Durant l’appel, il y a eu dans les journaux une brève nouvelle indiquant que la population du Québec était de 7.4 millions. Si on prend un chiffre rond de 80 % de francophones, il y aurait donc au Québec, grosso modo, 6 000 000 de francophones et 1 400 000 d’anglophones et d’allophones.

En passant, je ne crois pas enfreindre les limites de la connaissance judiciaire en déclarant que le Québec n’aura probablement jamais la croissance fulgurante de l’Ontario et que son poids démographique à titre de province canadienne, diminuera continuellement.

- Le Québec, par sa population francophone de 6 000 000 entourée de tout côté d’une population de 300 000 000 de personnes qui parlent l’anglais, le langage dominant et le plus économiquement important de la planète, ne peut être comparé aux États ciblés par le rapport.

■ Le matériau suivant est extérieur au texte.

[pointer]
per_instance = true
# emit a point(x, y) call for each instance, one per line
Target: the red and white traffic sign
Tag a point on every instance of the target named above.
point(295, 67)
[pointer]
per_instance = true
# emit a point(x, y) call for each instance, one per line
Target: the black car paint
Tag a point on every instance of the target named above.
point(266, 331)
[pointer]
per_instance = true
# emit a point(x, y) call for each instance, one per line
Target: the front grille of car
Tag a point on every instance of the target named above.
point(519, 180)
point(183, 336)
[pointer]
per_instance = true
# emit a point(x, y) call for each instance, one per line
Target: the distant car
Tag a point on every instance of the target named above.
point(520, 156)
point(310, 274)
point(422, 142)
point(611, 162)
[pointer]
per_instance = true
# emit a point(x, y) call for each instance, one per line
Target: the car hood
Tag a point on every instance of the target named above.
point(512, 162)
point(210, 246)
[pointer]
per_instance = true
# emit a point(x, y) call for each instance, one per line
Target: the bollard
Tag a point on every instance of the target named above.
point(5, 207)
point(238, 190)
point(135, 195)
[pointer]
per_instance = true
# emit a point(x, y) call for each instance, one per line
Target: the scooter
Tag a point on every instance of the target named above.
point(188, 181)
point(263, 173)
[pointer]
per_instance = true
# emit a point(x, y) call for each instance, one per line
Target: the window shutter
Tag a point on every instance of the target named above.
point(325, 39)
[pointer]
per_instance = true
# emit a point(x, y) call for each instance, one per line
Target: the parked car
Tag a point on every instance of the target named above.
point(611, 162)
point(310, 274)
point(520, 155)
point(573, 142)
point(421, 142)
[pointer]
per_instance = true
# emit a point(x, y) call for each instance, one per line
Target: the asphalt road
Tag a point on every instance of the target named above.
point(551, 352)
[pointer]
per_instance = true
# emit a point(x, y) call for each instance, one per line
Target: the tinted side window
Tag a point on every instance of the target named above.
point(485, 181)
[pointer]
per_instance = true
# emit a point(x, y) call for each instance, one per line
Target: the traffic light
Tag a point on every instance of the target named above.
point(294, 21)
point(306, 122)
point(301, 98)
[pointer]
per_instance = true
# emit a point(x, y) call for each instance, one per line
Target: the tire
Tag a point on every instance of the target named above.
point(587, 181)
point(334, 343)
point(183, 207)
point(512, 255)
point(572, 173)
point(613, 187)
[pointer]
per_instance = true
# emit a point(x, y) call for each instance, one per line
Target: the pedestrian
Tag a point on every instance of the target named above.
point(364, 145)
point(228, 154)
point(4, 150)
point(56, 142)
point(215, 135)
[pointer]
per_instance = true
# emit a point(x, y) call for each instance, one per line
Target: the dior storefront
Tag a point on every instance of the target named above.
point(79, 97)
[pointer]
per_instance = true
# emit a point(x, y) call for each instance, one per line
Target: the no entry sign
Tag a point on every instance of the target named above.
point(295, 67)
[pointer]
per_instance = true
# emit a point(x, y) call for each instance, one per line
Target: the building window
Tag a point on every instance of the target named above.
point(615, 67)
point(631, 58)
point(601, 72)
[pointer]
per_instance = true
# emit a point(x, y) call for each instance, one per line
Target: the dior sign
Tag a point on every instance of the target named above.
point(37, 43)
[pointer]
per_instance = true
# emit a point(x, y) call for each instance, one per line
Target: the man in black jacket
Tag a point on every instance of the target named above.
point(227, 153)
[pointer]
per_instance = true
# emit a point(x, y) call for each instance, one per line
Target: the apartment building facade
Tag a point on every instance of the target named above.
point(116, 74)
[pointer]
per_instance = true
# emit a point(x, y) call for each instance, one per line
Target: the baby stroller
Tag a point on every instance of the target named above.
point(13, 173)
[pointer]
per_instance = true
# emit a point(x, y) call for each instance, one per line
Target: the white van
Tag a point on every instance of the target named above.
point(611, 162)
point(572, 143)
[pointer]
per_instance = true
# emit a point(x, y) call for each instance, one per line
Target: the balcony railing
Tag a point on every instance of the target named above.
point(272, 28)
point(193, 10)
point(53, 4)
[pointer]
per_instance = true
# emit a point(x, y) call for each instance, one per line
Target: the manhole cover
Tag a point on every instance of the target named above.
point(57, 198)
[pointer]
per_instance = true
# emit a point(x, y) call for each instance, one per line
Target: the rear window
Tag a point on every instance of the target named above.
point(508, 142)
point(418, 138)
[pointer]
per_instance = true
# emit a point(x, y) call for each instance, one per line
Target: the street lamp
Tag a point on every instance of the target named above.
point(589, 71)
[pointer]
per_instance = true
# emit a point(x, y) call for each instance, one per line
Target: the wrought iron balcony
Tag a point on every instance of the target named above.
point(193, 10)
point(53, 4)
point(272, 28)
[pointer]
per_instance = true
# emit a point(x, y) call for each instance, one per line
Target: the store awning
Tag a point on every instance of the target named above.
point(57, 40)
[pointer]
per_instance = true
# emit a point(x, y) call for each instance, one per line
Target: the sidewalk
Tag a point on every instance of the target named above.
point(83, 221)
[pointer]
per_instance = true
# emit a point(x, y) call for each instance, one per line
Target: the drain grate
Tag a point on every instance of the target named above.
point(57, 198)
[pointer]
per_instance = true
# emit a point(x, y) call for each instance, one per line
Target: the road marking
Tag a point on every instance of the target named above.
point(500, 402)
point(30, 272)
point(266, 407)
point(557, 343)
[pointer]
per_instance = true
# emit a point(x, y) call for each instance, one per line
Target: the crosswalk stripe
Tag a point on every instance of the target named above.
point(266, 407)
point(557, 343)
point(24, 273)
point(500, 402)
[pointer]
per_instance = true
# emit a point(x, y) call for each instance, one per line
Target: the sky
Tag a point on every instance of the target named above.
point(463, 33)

- Le Québec n’a pas à ses frontières, comme les Suisses de langues allemande, française et italienne, un pays voisin et limitrophe, unilingue et populeux, qui parle sa langue.

- De plus, le français n’est pas au Québec qu’une langue ancestrale ou régionale que l’on veut garder pour fins culturelles. C’est depuis des siècles, une langue d’emploi journalier pour des millions de personnes dont pour plusieurs, surtout dans le milieu rural et semi-urbain, c’est d’ailleurs la seule langue qu’elles connaissent ou maîtrisent bien.

- Dans son discours d’installation, le 7 octobre 1999, la Gouverneure générale du Canada, la très honorable Adrienne Clarkson, déclare « Nous avons deux des plus grandes langues au monde. »

- L’art. 16 de la Loi constitutionnelle de 1982 prévoit que « le français et l’anglais sont les langues officielles du Canada ». La Cour d’appel a rappelé ce fait même en droit privé (Summer Sports Inc. (Syndic de) J.E. 99-1918. L’arrêt Beaulac [1999] 1 R.C.S. 768 rappelle l’importance des langues maternelles, et on y cite avec approbation, l’arrêt Ford (paragr. 17). Cet arrêt est donc toujours d’actualité.

Le Québec est dans une situation linguistique unique, ce qui a incité la Cour suprême de la confédération canadienne, à proposer une solution législative unique qui, semble-t-il, ne se retrouve pas ailleurs au monde. C’est tout.

Force est donc de conclure que rien dans la preuve de l’accusée ne permet d’écarter les assises sur lesquelles est fondé l’arrêt Ford qui a donc force de stare decisis pour la demande reliée à la liberté d’expression à cause, je le répète, des points de similarités entre cet arrêt et notre dossier.